А я лежу, грустно думаю, какой он стал худенький и еще, как сильно его люблю. И так здорово снова чувствовать его запах, упругую силу густых, как щетка, волос. Целовать его губы, грудь, руки, шрам над пупком…
Его руки чувствовать снова на своем теле. И пытаться не потерять контроль. Мне тоже хотелось, но я ему не позволила. Доктор сказал – никаких активностей, только если я все сделаю сама. Бедный доктор, я его довела своими расспросами. Думала, в конце он меня сожжет и распылит пепел над Амуром.
Я вскинулась, резко сев.
– Костя!
– Ммм? – спросил он, как в полудреме.
– Что значит татуировка – со звездами на коленях?
– ХЗ… Вроде бы «не склоню колени перед законом», а что?

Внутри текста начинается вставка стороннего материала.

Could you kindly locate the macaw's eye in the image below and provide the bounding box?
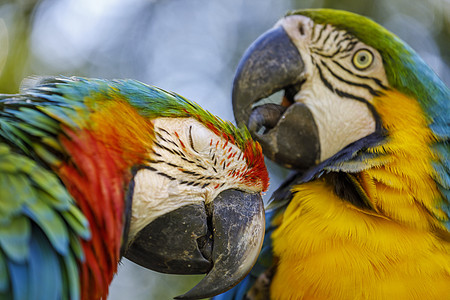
[352,49,373,70]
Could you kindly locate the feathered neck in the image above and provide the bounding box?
[56,101,153,299]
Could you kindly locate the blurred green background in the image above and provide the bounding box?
[0,0,450,300]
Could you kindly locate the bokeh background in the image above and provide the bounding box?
[0,0,450,300]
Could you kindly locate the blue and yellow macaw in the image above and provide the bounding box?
[218,9,450,300]
[0,77,268,300]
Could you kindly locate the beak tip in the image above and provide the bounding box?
[175,190,265,299]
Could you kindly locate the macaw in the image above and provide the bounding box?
[0,77,268,300]
[214,9,450,300]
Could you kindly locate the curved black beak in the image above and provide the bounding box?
[125,190,265,299]
[232,26,320,169]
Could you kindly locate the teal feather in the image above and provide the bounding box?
[0,215,31,263]
[0,251,9,292]
[7,260,31,300]
[0,77,260,300]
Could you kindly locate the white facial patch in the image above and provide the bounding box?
[129,118,261,241]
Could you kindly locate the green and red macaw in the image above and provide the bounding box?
[0,77,268,300]
[215,9,450,300]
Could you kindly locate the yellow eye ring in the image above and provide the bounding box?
[352,49,373,70]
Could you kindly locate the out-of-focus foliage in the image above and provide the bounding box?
[0,0,450,300]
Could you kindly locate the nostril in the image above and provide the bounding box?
[298,23,305,35]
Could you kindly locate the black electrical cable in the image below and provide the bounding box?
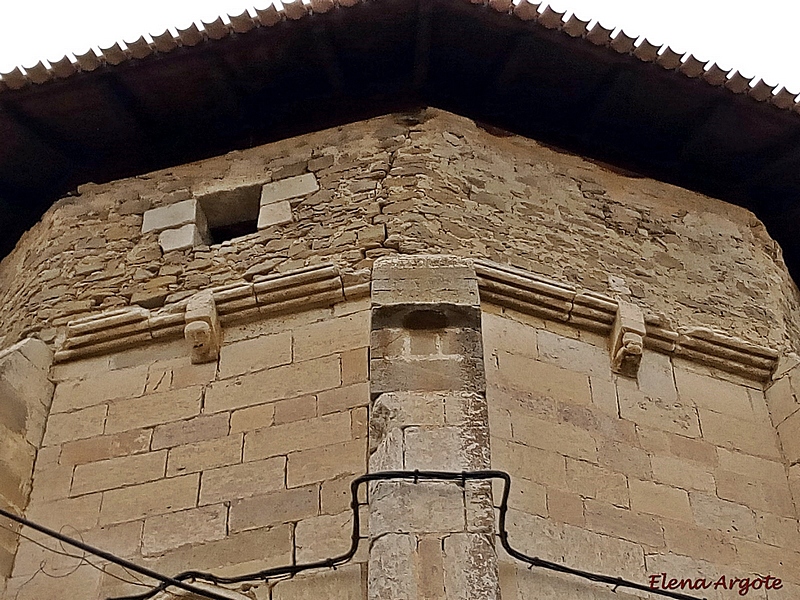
[0,508,230,600]
[0,470,706,600]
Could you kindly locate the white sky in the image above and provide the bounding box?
[0,0,800,94]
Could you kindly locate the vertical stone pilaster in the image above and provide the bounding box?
[0,339,53,590]
[369,256,500,600]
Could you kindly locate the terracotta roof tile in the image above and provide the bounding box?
[0,0,800,112]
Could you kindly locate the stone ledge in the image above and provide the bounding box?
[55,260,779,382]
[55,265,369,362]
[475,260,780,382]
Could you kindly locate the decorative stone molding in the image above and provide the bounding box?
[183,290,222,364]
[475,260,779,382]
[0,338,54,580]
[55,265,369,362]
[55,260,779,382]
[610,301,646,377]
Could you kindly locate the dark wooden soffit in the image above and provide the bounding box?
[0,0,800,281]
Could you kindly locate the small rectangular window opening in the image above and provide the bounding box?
[198,184,261,244]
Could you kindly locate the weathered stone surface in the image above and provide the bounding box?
[219,332,292,379]
[257,200,294,229]
[158,225,205,253]
[294,511,353,562]
[167,435,242,477]
[261,173,319,207]
[200,456,286,505]
[142,199,203,233]
[244,412,352,461]
[286,439,367,488]
[205,355,341,413]
[142,504,228,555]
[617,379,700,438]
[272,564,365,600]
[369,482,466,536]
[100,474,200,525]
[71,450,167,496]
[230,485,318,531]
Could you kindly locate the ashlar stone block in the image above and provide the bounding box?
[257,200,294,229]
[261,173,319,207]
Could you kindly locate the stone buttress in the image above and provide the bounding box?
[368,256,499,600]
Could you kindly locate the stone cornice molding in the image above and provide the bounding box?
[475,260,780,382]
[55,259,779,382]
[55,265,369,362]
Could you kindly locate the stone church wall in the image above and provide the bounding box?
[2,302,369,600]
[0,109,799,348]
[0,110,800,600]
[483,306,800,600]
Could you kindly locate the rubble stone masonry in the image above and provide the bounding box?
[0,109,800,600]
[0,109,800,349]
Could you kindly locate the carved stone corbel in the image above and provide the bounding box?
[611,300,645,377]
[183,290,222,364]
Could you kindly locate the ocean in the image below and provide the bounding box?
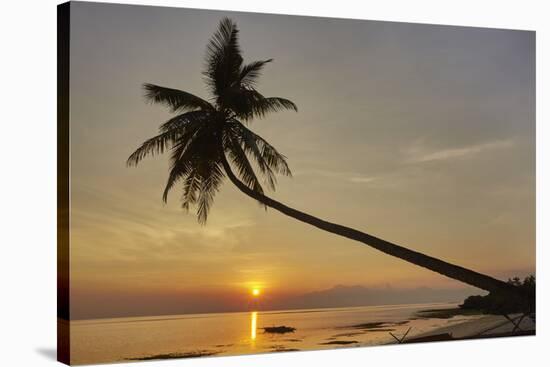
[70,303,479,364]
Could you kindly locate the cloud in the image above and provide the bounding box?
[294,169,377,184]
[407,140,514,163]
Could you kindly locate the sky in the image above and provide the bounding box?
[70,2,535,318]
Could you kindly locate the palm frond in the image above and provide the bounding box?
[231,88,298,121]
[203,18,243,100]
[126,111,207,166]
[240,59,273,87]
[143,83,214,112]
[197,161,225,225]
[226,134,264,194]
[229,119,292,190]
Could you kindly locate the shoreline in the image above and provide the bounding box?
[404,308,536,344]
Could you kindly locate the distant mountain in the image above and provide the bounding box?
[272,285,485,309]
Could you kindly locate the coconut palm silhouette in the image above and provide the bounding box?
[127,18,520,297]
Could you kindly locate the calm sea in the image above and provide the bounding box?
[71,303,484,364]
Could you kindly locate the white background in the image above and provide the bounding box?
[0,0,550,367]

– Новый Анькин мужик! У него именно такие звезды наколоты. Что, если он в самом деле убил ее, узнав, что она склонялась перед законом? Убил и спрятал в «газель», а подожгли ее позже. Чтобы не дать ему скрыть с телом?
Костя фыркнул. Может, он – действительно психопат? Он с ней спал, но смерть ее его не волнует. Лишь бесит, как неловкая тень на наших с ним отношениях. Бросающая подозрения тень.
– И что, если ее брат стрелял не в тебя?
– А в кого тогда?
– Ну, ты только не напрягайся, но меня некоторые спрашивали, насколько у меня серьезно с тобой. Я так понимаю из женских форумов, у вас, полицейских, беспорядочный секс – как курение. Что, если твой напарник тоже с ней спал? Ну, может, не один. Может, все по очереди…
Я напряглась, пытаясь вспомнить, как звали тех мудаков, что меня с таким пылом арестовали.
– Ты не помнишь, с кем ты обсуждал отзыв заявления?
Костя медленно, со стоном, повернулся ко мне спиной.
– Спи!
– По-моему, твоей маме я разонравилась, – сказала я, разливая по кружкам чай.
Светлана демонстративно не появлялась и я уже не просто хотела, я рвалась домой. Даже странно было представить, что я могла так к ней привязаться.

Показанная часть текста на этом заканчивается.